The Grammars structure


Synopsis

signature GRAMMARS
structure Grammars : GRAMMARS

This structure provides functions that determine properties of regular recursion equation systems, and their least solution in the language interpretation. (The structure Grammars will probably be modified to subsume the structure RegEqns.)

It also provides functions to transform such an equation system (or: extendend Backus-Naur-Form grammar) to grammars having the same least solution, except that the empty word is removed, etc.


Interface

type 'a t = 'a list Set.t
type 'a env = int -> 'a
type 'a eqns = (int * 'a) list
datatype re = datatype RegExp.re
val Unit : 'a re
val Zero : 'a re
val maxVar : 'a re eqns -> int
val recVars : 'a re eqns -> int list
val freeVars : 'a re eqns -> int list
val unit : unit -> ''a t
val zero : unit -> ''a t
val atom : ''a -> ''a t
val initial : int -> ''a t -> ''a t
val geUnit : bool env -> 'a re eqns -> 'a re -> bool
val nonEmpty : bool env -> 'a re eqns -> 'a re -> bool
val subtractUnits : bool env -> 'a re eqns -> 'a re eqns
val nfEmpty : bool env -> ''a re eqns -> ''a re eqns
val first : int
              -> ''a t env
                -> ''a re eqns -> ''a re -> ''a t
val leftcontexts : ''a re eqns -> ''a re -> ''a re eqns
val follows : int
                -> ''a t env
                  -> ''a re eqns
                    -> ''a re -> ''a re -> ''a t

Description

type 'a t = 'a list Set.t

type 'a env = int -> 'a

type 'a eqns = (int * 'a) list

datatype re = datatype RegExp.re

Unit
returns the regular expression Times[].

Zero
returns the regular expression Plus[].

maxVar eqs
returns RegEqns.maxVar eqs.

recVars eqs
returns a list of all the recursion variables in eqs.

freeVars eqs
returns a list of the variables in eqs that are not recursion variables.

unit ()
returns a language containing just the empty word, i.e. the empty list of objects of type 'a.

zero ()
returns the empty language of objects of type ''a.

atom a
returns the language containing just the single word consisting of the list of lenght 1 containing a.

initial k t
returns the language resulting from t by cutting off words after the first k letters.

geUnit env eqs r
returns true if the value of r contains the empty word, in a language environment Env such that: (a) for every non-recursion variable i of eqns, Env(i) containd the empty word iff env(i) = true, and (b) for every recursion variable i of env, Env(i) is the i-component of the least solution of eqs (relative to the languages given by Env to the non-recursion variables).

nonEmpty env eqs r
returns true if the value of r is non-empty in a language environment Env such that: (a) for every non-recursion variable i of eqns, Env(i) is non-empty iff env(i) = true, and (b) for every recursion variable i of env, Env(i) is the i-component of the least solution of eqs (relative to the languages given by Env to the non-recursion variables).

subtractUnits env eqs
returns an equation system whose least solution is the same as that of eqs, except that its components do not contain the empty word.

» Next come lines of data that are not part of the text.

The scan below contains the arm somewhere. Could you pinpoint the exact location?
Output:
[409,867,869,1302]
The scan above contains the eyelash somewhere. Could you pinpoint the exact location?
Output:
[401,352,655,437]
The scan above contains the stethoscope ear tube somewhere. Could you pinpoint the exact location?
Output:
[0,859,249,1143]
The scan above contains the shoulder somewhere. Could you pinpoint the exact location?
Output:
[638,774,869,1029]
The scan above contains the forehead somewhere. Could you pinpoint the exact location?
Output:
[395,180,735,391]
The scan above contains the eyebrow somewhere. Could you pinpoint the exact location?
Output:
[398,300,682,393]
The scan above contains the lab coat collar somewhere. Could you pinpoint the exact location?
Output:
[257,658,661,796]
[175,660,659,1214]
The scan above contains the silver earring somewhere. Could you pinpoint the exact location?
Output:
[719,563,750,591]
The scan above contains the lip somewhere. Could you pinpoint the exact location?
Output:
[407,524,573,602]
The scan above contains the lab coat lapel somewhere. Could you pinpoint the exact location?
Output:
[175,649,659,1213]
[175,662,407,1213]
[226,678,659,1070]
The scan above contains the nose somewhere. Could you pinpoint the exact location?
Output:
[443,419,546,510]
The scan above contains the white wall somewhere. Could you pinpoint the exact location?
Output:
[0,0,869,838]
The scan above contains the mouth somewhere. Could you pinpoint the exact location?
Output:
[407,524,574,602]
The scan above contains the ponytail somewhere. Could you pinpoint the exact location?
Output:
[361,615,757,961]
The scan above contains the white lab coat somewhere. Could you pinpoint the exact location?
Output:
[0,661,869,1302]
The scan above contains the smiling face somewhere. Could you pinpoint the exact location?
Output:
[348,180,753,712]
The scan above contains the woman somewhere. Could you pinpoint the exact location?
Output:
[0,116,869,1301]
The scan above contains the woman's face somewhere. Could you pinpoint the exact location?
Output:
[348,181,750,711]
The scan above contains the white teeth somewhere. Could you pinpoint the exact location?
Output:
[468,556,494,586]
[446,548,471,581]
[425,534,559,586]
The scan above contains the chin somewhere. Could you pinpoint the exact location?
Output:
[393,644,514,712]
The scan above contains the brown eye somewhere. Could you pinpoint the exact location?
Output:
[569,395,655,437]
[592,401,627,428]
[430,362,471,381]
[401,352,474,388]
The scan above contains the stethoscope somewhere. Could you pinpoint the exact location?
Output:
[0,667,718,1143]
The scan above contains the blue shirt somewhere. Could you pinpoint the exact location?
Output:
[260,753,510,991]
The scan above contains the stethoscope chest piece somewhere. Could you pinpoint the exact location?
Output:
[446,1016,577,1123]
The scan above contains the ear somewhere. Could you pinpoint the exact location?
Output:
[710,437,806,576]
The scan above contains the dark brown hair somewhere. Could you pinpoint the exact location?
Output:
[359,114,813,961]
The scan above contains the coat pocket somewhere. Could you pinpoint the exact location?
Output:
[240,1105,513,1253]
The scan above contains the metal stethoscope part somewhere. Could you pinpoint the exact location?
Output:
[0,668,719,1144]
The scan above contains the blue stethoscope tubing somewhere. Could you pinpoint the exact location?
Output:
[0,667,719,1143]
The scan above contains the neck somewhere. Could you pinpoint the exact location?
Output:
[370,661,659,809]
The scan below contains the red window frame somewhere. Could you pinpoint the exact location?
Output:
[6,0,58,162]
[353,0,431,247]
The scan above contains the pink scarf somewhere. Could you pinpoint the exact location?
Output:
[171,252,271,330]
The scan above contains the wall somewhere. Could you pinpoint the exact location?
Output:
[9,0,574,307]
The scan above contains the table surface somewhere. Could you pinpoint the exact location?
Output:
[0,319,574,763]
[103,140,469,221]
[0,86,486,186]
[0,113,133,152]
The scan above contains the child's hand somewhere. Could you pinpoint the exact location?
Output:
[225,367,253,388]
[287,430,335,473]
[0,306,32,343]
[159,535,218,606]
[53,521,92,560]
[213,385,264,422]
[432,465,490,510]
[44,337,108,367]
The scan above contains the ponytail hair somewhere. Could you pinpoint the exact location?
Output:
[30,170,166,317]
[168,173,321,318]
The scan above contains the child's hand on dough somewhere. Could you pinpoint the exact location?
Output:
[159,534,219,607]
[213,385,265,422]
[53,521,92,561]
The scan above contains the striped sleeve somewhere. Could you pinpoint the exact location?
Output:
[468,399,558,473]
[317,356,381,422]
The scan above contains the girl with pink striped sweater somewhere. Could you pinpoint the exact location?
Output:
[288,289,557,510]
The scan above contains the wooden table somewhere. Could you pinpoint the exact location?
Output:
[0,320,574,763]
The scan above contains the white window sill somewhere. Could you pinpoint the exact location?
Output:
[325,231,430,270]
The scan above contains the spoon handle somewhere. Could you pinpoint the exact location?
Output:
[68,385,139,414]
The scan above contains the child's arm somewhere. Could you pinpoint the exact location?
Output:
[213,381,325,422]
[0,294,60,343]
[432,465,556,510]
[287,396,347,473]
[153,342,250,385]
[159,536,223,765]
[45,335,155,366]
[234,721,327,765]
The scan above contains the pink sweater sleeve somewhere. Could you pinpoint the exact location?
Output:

Assumes that env(i) = false for all non-recursive variables i of eqs, meaninig that these are interpreted by languages not containing the empty word.

nfEmpty env eqs
simplifies eqs as follows: determines the empty components of its least solution, assuming that those non-recursion variables for which env is true denote the empty language; then replaces all variables denoting the empty language by 0 and simplifies the right-hand sides of eqs using RegExp.nf.

first k env eqs r
returns the language obtained from the language defined by r in the environment env' by cutting off words at their k-th letter, where env' is env updated by the least solution of eqs relative to env.

leftcontexts eqs r
returns a system env' of equations that defines the regular sets of reduced left contexts of expression r in the languages defined by eqs. The recursion variables of eqs' are new, since the variables of eqs may occur as non-recursion variables in eqs'. (This is used to define LR(k) parsers, very slow even for k=1.)

follows k env eqs s r
returns the language obtained as follows: consider the languages L(s),L(r) defined by s and r in the environment env' (which is defined as in follows above), and for any uvw in L(s) with subword v in L(r), take the word obtained from w by cutting off at the k-th letter. (This is used to define LL(k)-parsers, but very slow even for k=1.)


See Also

RegEqns

Discussion

Since we allow free non-recursive variables, most functions need an environment giving properties of the languages interpreting these variables. Normally, a grammar does not have such free variables, and the choice of the environment is then irrelevant.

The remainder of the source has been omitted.